Each time I see you I try to tell myself don’t say what is on the tip of my tongue. Don’t tell you that being a parent is the most incredible wonderful thing that I have ever experienced. You don’t need to hear that. The part that makes me saddest is that for all your wanting this, you can’t imagine just how incredible it is. For me, the experience of parenting has far surpassed any joys I could have imagined prior to becoming a mum.

After a year of keeping the words ‘being a mum is the most wonderful thing I’ve ever done’  from you (I get verbal diarrhoea when I fall in love,  I am one of these annoying people that gushes) I finally say them. Over a year ago the doctor recommended an egg donor. Using a donor to create your family is a hard idea to get your head around, especially when you are straight and haven’t had most of your life to picture making your kids that way. You have been hesitating going forward with this and struggling with a heap of questions and worries about using a donor that are totally normal and understandable. I let you ponder and keep my opinions to myself as I know the chances you finding an anonymous egg donor before you reach menopause is very slim. In Australia it is illegal to receive any payment for any sort of tissue donation. Resultingly there is a shortage of donor sperm, and donor eggs are near impossible to come by. I ask myself if I could ever donate my eggs to you. I want to but after serious thought I decide that I couldn’t disconnect myself from the child and it would be damaging to me in the long run.

Then you come to me and tell my an acquaintance who knows your struggle has offered to donate her eggs to you. I see you hesitate. Now is the time I speak up, I say what I’ve been trying to hold back for a year now. You cannot miss out on this opportunity. Your fears about not loving or being connected to the baby are understandable and most people in your shoes would have those worries. It doesn’t make you a bad person and worrying about it doesn’t make it true. You will love your baby no matter what. You will love it as you nurture it while it grows inside you, while you comfort it when it is upset, you will love it more fiercely than you have ever thought possible. It will not matter one damn bit that the baby is half someone else’s genetics. It will belong in your family and you will be forever grateful to everyone who helped bring the two of you together.

I worry for a moment that perhaps I have overstepped, or caused you more pain by showing you for a second the missing piece of your life that you so desperately want. Somehow it seems to be what you need to go forward with the donor egg.
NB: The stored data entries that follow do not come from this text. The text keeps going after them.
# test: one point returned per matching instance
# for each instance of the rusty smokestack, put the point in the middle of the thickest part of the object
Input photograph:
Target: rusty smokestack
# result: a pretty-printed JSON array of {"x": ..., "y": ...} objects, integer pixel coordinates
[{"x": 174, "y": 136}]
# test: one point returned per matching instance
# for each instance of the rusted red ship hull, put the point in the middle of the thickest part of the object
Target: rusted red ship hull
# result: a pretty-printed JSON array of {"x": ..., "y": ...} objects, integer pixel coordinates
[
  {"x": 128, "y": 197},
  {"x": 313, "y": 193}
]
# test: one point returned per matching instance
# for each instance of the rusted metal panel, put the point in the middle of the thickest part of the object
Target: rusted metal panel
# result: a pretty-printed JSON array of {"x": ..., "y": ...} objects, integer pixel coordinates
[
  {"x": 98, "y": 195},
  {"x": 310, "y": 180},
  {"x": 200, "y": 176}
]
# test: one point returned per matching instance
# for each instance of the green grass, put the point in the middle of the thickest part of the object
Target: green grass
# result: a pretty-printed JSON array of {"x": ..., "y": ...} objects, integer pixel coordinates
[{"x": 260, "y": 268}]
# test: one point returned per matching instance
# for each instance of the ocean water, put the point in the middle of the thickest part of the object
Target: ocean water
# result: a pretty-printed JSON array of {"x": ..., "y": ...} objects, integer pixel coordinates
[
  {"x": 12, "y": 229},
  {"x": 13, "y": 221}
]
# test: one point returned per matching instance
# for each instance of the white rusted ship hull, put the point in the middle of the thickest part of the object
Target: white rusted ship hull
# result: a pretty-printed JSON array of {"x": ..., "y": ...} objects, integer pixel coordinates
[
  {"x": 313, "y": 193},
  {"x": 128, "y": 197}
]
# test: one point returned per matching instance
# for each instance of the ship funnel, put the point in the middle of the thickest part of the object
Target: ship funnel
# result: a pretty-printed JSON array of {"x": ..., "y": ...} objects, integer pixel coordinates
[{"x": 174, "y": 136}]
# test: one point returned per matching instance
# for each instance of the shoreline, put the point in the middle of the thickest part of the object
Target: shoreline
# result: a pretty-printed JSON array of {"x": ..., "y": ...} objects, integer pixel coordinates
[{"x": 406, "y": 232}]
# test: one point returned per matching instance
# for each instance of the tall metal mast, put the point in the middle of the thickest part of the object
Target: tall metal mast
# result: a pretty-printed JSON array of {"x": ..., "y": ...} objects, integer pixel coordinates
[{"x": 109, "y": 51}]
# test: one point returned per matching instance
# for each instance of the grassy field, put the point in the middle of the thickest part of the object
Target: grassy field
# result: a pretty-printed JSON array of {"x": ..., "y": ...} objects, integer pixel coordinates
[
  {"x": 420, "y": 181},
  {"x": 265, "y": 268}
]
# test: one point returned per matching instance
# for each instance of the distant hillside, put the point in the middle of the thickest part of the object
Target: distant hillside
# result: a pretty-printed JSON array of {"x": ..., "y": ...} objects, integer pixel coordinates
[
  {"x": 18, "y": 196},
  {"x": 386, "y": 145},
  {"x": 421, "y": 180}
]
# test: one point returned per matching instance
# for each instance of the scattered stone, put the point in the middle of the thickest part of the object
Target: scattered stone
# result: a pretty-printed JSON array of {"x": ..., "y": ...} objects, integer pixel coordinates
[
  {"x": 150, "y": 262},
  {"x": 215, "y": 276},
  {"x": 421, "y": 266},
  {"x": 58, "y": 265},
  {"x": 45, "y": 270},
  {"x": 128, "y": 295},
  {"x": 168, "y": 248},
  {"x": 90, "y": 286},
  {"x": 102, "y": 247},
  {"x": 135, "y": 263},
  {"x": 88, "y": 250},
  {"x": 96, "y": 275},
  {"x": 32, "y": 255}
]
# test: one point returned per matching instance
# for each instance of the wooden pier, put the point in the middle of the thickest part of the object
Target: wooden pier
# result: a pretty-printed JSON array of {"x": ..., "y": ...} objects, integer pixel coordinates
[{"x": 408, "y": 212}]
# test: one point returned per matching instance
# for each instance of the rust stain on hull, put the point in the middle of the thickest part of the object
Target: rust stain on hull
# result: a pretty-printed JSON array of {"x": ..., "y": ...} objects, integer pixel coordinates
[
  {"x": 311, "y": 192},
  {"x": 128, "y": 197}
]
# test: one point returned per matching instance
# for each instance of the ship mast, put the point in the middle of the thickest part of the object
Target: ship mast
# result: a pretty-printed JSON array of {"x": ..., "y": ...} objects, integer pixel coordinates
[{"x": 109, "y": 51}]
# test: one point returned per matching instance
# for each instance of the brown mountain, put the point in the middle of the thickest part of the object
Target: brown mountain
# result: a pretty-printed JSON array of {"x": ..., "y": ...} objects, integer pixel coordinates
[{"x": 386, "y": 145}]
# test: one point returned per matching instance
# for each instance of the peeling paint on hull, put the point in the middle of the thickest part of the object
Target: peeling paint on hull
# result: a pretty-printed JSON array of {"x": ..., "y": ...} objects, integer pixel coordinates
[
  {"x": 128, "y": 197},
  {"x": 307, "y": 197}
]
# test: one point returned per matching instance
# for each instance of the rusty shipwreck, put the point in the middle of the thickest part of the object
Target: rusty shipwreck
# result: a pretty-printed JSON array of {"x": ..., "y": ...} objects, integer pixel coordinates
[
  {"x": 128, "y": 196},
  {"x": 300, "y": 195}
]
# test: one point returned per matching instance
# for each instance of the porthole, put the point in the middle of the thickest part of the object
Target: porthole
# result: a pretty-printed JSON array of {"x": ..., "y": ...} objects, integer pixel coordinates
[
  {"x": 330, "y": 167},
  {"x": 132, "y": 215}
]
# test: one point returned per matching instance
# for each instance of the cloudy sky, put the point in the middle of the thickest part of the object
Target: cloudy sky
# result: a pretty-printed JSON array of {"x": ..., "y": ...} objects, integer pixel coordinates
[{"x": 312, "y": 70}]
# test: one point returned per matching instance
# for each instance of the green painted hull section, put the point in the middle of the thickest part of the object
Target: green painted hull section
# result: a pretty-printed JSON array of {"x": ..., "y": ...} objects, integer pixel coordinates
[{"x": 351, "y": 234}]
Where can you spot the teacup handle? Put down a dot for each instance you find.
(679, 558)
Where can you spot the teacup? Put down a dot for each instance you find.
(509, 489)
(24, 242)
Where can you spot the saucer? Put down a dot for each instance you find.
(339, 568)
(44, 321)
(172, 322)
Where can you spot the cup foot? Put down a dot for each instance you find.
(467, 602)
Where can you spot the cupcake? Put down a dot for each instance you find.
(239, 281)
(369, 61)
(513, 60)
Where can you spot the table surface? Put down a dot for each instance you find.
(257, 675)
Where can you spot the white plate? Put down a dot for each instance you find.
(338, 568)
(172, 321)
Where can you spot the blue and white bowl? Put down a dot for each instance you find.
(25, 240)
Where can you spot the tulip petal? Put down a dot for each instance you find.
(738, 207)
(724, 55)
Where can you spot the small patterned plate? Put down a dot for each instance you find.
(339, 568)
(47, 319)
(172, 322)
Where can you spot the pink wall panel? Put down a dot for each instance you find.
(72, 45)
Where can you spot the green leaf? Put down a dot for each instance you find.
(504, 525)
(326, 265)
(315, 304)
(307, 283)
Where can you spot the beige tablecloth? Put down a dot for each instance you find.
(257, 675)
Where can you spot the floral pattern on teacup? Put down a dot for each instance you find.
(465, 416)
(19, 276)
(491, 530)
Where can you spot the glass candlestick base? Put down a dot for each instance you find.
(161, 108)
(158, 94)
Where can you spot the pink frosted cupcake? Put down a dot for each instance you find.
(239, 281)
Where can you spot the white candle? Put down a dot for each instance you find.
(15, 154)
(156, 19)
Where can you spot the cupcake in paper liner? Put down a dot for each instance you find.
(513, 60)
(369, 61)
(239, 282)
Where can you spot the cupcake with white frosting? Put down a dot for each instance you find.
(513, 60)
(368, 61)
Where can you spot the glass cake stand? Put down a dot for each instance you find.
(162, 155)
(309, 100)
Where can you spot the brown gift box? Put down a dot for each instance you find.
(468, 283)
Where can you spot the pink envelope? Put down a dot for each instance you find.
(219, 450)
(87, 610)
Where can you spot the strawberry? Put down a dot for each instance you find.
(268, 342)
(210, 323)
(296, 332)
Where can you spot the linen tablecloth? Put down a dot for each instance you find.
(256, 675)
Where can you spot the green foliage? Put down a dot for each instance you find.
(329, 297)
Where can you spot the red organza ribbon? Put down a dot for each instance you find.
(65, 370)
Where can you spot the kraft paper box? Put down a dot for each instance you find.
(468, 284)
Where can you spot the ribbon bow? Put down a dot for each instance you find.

I wish I could end this happily by saying you were pregnant. You have two donor embryos left and I am so desperately hoping that one of them works for you. I am so desperately wanting for you to get off this horror of a roller coaster and join me on this crazy but much more enjoyable roller coaster of motherhood.

I will do what I can do be some sort of comfort to you during this rotten process. Your menstrual cycle and pregnancy test dates will continue to be marked on my calendar. I can’t get you pregnant but I can cry with you, hope with you, and if the day comes when it does work I will remind you that the baby inside you will be loved more fiercely than you can possibly imagine.